Which alternative should the company select?

Are there any qualitative factors the company should consider?

Solutions

Expert Solution

Given information:
Debtor turnover (DSO) 50 days
Sales $   3,60,00,000
Bad debt losses per month $           15,000
Savings per month by eliminating the credit dept. $             4,000
Factoring arrangement Non-recourse
Reserve for returns and allowances 10%
Factoring commission 2.50%
Funds advanced 2% above prime
If factoring arrangement is not entered into
Particulars Amount
a. Sales $   3,60,00,000
b. DSO 50 days
c. Receivables (a*b/365) $      49,31,507
d. Less: Bad debts ($15,000 per month*12 months) $        1,80,000
e.

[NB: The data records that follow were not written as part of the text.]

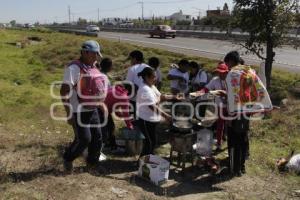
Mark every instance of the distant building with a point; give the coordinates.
(114, 21)
(179, 16)
(218, 13)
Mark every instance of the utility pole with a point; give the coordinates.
(142, 4)
(69, 13)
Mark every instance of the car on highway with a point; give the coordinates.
(126, 25)
(92, 28)
(163, 31)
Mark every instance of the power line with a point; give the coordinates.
(168, 2)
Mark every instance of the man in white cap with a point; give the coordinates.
(76, 91)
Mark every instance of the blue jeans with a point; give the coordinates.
(85, 137)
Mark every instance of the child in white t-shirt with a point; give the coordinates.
(218, 83)
(154, 63)
(179, 78)
(148, 111)
(198, 77)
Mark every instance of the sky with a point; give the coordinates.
(49, 11)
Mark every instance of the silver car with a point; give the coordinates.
(92, 28)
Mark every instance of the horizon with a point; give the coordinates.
(57, 11)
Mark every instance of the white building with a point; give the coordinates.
(179, 16)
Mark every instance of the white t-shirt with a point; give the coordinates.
(217, 84)
(132, 75)
(71, 77)
(182, 86)
(147, 96)
(158, 75)
(294, 164)
(201, 77)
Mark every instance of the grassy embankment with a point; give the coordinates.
(27, 73)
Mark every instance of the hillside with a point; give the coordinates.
(31, 142)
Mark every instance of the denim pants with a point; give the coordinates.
(148, 129)
(87, 135)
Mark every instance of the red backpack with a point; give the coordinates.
(92, 86)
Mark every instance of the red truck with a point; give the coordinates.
(163, 31)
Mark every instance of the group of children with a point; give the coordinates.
(140, 93)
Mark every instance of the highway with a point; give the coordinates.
(287, 58)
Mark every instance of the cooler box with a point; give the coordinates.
(154, 169)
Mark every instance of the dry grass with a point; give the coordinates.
(31, 142)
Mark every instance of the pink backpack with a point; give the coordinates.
(91, 87)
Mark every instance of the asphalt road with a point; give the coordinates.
(287, 58)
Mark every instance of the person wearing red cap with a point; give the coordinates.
(218, 84)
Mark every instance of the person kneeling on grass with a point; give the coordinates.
(291, 164)
(218, 85)
(148, 111)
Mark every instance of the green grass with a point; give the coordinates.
(27, 73)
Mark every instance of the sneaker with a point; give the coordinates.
(102, 157)
(68, 166)
(243, 169)
(96, 168)
(238, 174)
(218, 149)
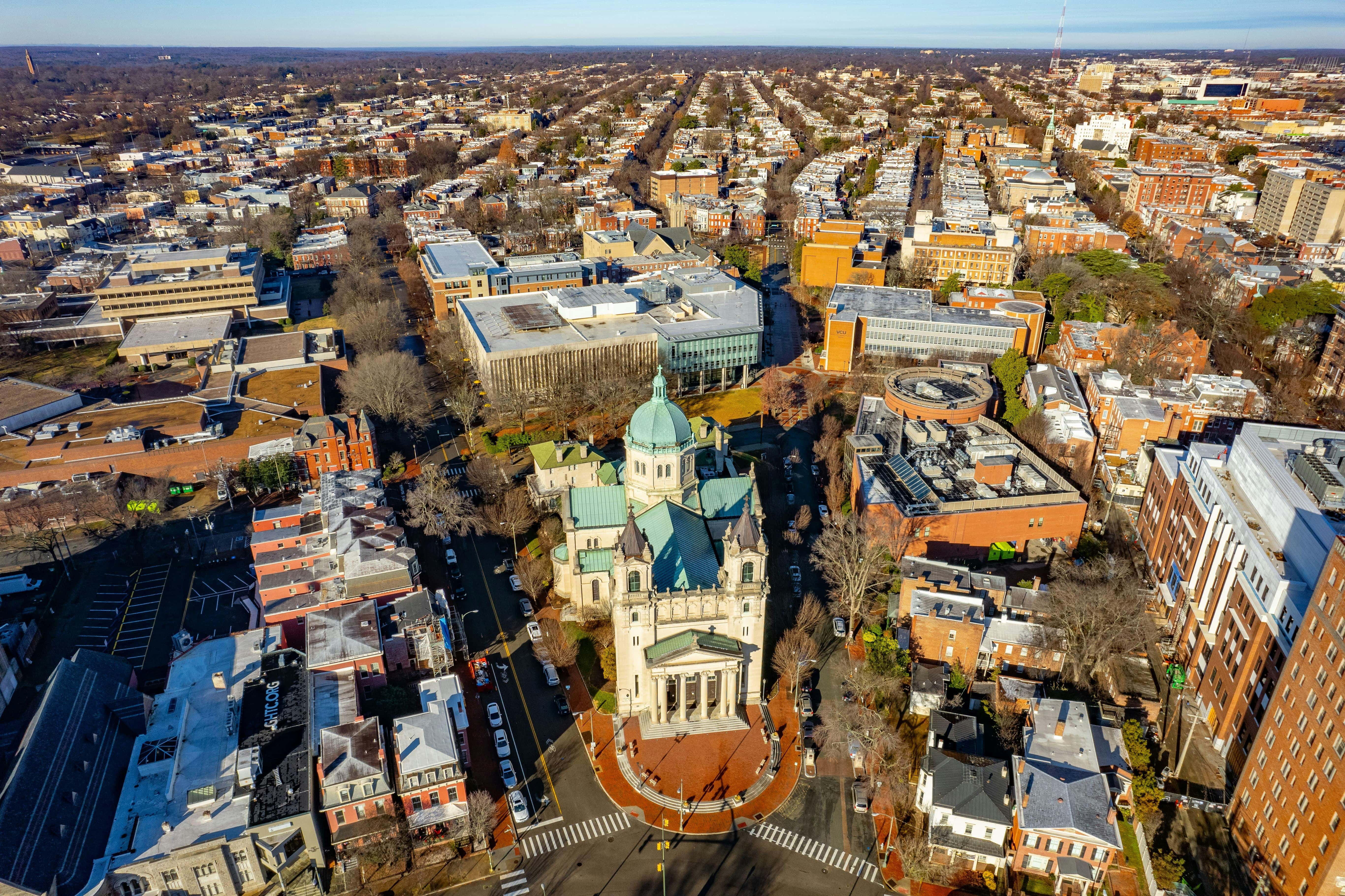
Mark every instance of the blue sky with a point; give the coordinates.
(459, 23)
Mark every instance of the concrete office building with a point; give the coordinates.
(1235, 537)
(693, 321)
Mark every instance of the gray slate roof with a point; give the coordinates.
(972, 786)
(1064, 798)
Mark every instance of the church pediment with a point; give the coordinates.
(693, 646)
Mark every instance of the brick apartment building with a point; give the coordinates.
(1286, 809)
(1233, 536)
(333, 443)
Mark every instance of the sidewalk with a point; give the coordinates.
(708, 766)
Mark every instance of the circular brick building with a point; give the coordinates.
(938, 393)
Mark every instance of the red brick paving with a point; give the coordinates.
(711, 766)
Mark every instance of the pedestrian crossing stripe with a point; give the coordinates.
(810, 848)
(576, 833)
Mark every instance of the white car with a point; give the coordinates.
(518, 806)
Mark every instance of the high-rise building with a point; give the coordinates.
(1288, 806)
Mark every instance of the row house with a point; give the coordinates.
(1067, 786)
(1237, 536)
(432, 759)
(356, 789)
(339, 544)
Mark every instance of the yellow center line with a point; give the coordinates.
(509, 656)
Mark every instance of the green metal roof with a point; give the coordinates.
(544, 455)
(684, 556)
(660, 423)
(724, 497)
(598, 506)
(599, 560)
(711, 641)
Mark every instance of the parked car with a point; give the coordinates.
(861, 797)
(518, 806)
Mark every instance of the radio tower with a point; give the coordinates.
(1060, 38)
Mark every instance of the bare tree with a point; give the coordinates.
(435, 505)
(487, 477)
(391, 387)
(557, 645)
(855, 560)
(483, 815)
(1095, 613)
(794, 652)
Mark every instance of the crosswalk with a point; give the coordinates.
(514, 883)
(813, 849)
(576, 833)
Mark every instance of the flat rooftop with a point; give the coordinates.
(185, 763)
(192, 332)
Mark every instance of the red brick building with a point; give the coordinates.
(336, 442)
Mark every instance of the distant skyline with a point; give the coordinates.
(1029, 25)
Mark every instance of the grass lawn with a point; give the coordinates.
(61, 365)
(735, 405)
(1133, 859)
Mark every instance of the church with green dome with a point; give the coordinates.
(676, 555)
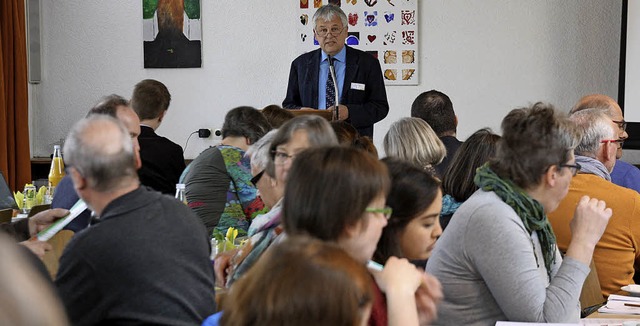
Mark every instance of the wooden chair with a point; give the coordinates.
(5, 215)
(591, 294)
(51, 258)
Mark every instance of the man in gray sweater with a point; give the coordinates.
(147, 259)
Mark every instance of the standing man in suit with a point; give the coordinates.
(361, 92)
(162, 159)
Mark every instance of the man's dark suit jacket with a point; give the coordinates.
(366, 107)
(162, 161)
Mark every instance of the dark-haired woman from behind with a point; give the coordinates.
(457, 181)
(413, 228)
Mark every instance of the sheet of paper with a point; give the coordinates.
(513, 323)
(609, 322)
(75, 210)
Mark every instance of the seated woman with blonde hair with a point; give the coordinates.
(457, 181)
(413, 140)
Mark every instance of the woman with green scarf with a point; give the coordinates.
(498, 258)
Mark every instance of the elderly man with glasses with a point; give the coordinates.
(623, 174)
(358, 90)
(616, 254)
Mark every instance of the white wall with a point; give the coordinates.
(489, 56)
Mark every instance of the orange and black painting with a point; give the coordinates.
(172, 33)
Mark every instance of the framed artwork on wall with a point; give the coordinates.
(387, 29)
(172, 33)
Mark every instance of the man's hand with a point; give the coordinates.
(221, 265)
(44, 219)
(343, 111)
(37, 247)
(428, 295)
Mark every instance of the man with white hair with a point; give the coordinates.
(362, 97)
(617, 252)
(147, 259)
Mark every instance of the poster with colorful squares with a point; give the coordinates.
(387, 29)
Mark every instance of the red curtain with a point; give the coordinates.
(15, 161)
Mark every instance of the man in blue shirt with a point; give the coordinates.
(362, 98)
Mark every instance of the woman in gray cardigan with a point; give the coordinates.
(498, 258)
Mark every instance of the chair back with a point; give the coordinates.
(6, 215)
(323, 113)
(591, 294)
(51, 258)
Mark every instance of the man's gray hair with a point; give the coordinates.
(327, 12)
(596, 127)
(259, 152)
(104, 157)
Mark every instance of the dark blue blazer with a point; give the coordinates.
(366, 107)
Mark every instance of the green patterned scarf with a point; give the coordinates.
(529, 210)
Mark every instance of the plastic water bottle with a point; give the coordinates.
(180, 193)
(57, 167)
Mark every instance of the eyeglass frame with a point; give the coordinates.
(618, 141)
(621, 124)
(285, 156)
(386, 211)
(256, 178)
(329, 32)
(576, 167)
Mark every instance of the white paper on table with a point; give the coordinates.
(608, 322)
(617, 297)
(618, 307)
(513, 323)
(75, 210)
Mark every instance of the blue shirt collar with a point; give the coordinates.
(341, 56)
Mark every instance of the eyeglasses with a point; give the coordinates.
(280, 158)
(386, 211)
(617, 141)
(574, 167)
(256, 178)
(621, 124)
(335, 31)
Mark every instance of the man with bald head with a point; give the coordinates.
(114, 106)
(147, 260)
(623, 174)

Less: Administration costs ($4,000 per month*12 months) $           48,000
f. Net received by the company (c-d-e) $      47,03,507
g. Cost of current admin to the company ((d+e)/f*100) 4.85%
If factoring arrangement is entered into
Factor collects fees
In advance In arrears
Particulars Amount Amount
I. Money raised -
a. Sales $   3,60,00,000 $3,60,00,000
b. DSO 50 days 50 days
c. Receivables (a*b/365) $      49,31,507 $   49,31,507
d. Less: Reserve @ 10% $        4,93,151 $     4,93,151
e. Money borrowed from factor (c-d) $      44,38,356 $   44,38,356
f. Factoring fee @ 2.50% $        1,10,959 $                -  
g. Net of fees (e-f) $      43,27,397 $   44,38,356
h. Interest @ 2% above prime ((5%+2%)*g) $        3,02,918 $                -  
i. Net received $      40,24,479 $   44,38,356
II. Costs -
j. Factoring fee @ 2.50% paid $        1,10,959 $     1,10,959
k. Interest paid $        3,02,918 $     3,02,918
l. Bad debts saved ($15,000 per month*12 months) $        1,80,000 $     1,80,000
m. Administration costs saved ($4,000 per month*12 months) $           48,000 $        48,000
n. Net costs (j+k-l-m) $        1,85,877 $     1,85,877
III. Net money raised (e-n) $      42,52,479 $   42,52,479
IV. Cost of factoring to the company (n/i*100) 4.62% 4.19%
Note 1: We assume that the financial year is of 365 days
Note 2: We assume that the prime lending rate is 5%, since no information has been provided in the question

The company should enter into the factoring arrangement, since the cost to the company due to factoring is lower than the cost it continues as per the current administration of the credit department.

The qualitative factors to be considered by the company are:

1. As shown above, the cost to the company will differ if the factor collects the fees and interest owed in advance or in arrears.

2. Since the arrangement is without recourse, the company will benefit if it makes maximum efforts to convert its bad debts into receipts, before entering into the arrangemet.

3. If the prime lending rate is above 5%, as assumed above, the cost of factoring to the Company would be higher than the cost of administration.